In March 2017, ZTE agreed to pay US$892 million in fines and plead guilty to violating U.S. sanctions on Iran and obstructing justice, ending a five-year probe that erased about two years of the company’s profits. ZTE also plead guilty to accusations of making illegal shipments to North Korea.
Yet according to a statement from U.S. Department of Commerce released Monday, ZTE made false statements to the Bureau of Industry and Security in 2016 and 2017 related to “senior employee disciplinary actions the company said it was taking or had already taken.”
“ZTE misled the Department of Commerce. Instead of reprimanding ZTE staff and senior management, ZTE rewarded them. This egregious behavior cannot be ignored,” Commerce Secretary Wilbur Ross said in the statement to justify the seven-year ban.
News of the ban hit the shares of U.S. companies supplying ZTE. Shares of Acacia Communications Inc, based in Maynard, Massachusetts, fell more than 34%. The company gets around 30% of its revenue from ZTE. Oclaro Inc, which got 18% of its 2017 revenue from ZTE, fell 17%
In 2012, ZTE reportedly signed a US$130 million contract with Iran’s largest telecom company Telecommunication Co of Iran (TCI), and shipped TCI hardware and software from a number of U.S. companies including Microsoft Corp, Cisco Systems Inc and Dell Inc.
Chinese technology companies are facing mounting obstacles when doing business in the U.S., as the government of Donald Trump has increased scrutiny over Chinese investments in a range of U.S technology.

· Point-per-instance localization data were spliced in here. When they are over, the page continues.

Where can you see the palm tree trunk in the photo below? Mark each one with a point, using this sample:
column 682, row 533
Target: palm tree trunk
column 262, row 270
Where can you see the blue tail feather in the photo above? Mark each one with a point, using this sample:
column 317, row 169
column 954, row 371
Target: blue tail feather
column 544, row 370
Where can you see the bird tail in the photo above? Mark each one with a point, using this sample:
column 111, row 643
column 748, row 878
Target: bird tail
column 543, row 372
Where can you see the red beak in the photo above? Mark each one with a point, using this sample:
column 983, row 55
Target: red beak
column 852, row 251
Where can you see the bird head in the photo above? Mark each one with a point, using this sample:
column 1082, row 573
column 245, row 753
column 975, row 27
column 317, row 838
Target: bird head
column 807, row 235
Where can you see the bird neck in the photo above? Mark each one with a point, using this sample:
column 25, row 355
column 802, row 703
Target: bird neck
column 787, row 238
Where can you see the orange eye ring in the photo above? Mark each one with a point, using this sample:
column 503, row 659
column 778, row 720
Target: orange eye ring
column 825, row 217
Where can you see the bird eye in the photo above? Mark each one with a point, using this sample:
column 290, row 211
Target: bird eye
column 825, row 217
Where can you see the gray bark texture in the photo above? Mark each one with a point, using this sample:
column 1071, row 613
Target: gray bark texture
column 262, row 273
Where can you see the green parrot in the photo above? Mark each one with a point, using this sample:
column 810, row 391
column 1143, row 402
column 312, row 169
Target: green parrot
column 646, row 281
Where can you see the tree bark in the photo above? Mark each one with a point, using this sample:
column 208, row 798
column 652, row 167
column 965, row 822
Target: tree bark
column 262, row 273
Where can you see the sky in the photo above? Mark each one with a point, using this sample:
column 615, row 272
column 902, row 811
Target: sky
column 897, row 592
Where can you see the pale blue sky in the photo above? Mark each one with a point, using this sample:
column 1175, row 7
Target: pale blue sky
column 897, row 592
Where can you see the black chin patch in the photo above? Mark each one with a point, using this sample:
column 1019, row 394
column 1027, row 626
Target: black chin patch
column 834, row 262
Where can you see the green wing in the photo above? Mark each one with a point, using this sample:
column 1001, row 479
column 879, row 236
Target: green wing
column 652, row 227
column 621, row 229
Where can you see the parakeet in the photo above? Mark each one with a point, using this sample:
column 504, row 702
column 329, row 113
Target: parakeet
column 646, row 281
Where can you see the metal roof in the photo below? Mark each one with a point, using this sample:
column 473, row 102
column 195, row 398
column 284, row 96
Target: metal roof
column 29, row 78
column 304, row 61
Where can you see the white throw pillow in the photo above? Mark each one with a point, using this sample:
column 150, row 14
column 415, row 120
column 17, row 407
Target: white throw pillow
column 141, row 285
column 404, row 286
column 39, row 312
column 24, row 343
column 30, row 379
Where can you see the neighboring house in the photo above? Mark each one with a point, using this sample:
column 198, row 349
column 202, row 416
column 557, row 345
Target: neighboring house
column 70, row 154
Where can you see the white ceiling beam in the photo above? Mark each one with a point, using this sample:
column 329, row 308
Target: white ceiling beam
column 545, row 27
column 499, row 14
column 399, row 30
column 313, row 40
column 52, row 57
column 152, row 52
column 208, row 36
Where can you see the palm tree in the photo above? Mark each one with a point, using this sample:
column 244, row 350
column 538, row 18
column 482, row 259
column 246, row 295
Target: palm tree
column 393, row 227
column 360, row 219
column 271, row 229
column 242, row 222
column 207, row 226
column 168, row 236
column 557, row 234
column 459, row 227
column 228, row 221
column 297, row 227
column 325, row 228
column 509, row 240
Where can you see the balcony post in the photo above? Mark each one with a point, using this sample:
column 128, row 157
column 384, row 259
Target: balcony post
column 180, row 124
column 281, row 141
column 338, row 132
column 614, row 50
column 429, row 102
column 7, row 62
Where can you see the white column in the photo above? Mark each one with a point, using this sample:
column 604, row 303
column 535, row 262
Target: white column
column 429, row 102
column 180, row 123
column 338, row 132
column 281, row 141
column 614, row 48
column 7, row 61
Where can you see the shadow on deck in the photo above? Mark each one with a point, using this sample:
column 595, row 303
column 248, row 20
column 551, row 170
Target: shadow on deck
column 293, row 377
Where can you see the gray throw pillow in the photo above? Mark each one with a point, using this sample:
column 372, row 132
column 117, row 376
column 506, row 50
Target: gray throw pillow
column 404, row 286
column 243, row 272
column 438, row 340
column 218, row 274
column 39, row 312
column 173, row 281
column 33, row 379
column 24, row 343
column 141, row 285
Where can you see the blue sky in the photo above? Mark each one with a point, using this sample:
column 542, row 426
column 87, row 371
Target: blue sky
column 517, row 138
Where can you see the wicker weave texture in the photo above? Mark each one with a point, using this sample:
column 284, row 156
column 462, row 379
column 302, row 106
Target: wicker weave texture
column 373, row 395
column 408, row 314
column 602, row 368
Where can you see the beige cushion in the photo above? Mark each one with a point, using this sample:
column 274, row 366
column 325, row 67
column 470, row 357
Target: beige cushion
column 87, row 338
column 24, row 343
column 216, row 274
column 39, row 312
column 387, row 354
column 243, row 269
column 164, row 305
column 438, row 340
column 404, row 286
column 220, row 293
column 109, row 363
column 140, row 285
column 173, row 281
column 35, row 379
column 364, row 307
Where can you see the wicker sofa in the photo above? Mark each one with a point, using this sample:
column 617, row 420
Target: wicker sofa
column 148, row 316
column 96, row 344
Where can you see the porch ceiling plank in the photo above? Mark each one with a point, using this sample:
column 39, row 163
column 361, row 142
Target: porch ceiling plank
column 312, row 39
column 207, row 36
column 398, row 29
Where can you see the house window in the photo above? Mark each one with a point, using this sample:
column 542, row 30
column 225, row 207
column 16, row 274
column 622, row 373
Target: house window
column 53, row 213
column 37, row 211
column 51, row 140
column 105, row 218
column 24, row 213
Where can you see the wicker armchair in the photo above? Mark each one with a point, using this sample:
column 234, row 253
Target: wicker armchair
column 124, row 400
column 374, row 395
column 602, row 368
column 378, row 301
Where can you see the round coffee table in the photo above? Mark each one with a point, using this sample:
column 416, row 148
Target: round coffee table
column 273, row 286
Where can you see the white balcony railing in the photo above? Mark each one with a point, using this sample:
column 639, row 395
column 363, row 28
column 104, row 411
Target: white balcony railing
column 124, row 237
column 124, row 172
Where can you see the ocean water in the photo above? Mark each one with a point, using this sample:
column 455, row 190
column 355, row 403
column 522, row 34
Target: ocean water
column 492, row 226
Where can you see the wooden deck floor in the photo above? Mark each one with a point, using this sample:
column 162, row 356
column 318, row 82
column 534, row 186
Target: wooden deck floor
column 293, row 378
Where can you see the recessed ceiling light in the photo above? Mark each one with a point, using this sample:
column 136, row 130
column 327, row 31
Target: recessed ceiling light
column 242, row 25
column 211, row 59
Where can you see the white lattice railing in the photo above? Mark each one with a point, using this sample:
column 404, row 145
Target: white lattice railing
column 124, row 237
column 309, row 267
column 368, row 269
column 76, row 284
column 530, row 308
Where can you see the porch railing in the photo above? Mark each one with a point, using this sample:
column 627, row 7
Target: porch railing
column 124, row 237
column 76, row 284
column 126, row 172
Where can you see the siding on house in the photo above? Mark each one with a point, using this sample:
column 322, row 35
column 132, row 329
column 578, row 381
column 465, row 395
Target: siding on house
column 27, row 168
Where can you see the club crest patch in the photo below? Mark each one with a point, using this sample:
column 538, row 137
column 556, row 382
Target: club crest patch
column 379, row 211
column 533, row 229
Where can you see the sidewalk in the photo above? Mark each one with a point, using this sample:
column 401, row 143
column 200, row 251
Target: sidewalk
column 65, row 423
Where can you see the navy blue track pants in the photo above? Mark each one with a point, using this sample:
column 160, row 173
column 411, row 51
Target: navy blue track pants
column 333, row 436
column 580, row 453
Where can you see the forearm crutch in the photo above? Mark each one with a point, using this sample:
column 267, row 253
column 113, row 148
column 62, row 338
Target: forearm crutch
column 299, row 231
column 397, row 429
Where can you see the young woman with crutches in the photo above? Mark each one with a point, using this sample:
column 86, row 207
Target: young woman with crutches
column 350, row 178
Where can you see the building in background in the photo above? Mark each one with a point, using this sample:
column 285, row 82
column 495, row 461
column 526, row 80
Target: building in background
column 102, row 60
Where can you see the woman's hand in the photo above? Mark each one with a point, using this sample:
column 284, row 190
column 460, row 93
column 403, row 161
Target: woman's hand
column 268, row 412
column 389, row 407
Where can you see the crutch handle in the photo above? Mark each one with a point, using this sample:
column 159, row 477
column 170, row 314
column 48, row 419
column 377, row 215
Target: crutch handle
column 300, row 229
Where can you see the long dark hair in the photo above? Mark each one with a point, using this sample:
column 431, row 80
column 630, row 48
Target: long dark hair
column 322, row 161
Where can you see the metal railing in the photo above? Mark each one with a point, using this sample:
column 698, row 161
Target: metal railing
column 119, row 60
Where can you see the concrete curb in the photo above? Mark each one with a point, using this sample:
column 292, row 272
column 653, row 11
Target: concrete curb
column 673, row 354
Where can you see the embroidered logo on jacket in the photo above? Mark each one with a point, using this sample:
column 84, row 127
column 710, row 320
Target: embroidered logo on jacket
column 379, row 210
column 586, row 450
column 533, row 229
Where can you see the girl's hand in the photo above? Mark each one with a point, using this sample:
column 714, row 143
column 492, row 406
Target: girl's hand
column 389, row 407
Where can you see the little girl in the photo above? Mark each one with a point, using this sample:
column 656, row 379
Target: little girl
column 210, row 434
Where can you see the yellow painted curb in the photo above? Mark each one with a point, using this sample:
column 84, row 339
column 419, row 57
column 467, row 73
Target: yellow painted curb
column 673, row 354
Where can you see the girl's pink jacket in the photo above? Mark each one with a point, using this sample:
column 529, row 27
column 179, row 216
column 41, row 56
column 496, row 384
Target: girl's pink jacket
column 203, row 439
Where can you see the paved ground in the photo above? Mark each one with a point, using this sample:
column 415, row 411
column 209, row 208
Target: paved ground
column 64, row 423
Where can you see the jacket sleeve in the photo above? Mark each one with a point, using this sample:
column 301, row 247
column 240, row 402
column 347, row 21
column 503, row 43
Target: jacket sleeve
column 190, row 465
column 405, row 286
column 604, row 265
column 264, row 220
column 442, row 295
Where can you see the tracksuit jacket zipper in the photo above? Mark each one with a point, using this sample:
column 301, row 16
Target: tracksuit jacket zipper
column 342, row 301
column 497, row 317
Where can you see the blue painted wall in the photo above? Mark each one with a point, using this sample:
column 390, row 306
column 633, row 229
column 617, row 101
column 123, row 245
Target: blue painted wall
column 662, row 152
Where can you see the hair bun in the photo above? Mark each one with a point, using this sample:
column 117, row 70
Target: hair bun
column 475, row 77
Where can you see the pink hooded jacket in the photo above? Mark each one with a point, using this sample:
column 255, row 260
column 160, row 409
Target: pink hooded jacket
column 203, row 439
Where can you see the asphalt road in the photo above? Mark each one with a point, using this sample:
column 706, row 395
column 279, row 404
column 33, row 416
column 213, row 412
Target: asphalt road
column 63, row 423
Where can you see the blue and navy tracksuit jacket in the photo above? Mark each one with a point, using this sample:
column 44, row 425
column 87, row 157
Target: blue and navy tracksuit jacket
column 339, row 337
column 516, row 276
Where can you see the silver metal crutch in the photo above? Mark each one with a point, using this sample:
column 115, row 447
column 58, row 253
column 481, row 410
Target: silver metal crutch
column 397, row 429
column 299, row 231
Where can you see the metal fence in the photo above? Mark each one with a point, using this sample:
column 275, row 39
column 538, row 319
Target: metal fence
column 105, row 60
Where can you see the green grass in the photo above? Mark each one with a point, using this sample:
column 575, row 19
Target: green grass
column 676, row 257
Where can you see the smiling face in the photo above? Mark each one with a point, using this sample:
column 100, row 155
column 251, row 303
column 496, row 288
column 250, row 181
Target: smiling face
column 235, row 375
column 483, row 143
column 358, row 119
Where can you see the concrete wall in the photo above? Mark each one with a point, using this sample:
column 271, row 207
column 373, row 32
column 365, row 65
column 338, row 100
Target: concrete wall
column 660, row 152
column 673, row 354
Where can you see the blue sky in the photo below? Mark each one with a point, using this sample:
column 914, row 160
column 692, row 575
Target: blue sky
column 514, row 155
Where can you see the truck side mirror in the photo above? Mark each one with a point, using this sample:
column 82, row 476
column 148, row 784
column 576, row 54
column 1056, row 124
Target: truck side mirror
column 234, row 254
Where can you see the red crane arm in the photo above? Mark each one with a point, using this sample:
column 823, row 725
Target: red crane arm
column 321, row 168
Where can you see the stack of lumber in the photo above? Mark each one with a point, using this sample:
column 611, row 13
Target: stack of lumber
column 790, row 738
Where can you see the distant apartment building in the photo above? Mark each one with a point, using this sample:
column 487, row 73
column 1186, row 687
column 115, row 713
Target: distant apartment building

Chinese smartphone makers Huawei Technologies Co., Ltd saw AT&T and Verizon Wireless both cancel deals to sell Huawei’s smartphones in the U.S. due to political pressure.
In January, the Committee on Foreign Investment in the United States (CFIUS) blocked two Chinese acquisitions. Ant Financial Services Group and MoneyGram announced termination of their merger deal. American semiconductor and electronics manufacturer Xcerra Corporation and China’s Hubei Xinyan Equity Investment Partnership also cancelled their proposed US$580 million merger after failing to receive approval from the CFIUS.
The most high-profile case to date is Donald Trump blocking Chinese state-backed Canyon Bridge Capital Partners’ planned $1.3 billion acquisition of Lattice Semiconductor Corp last year.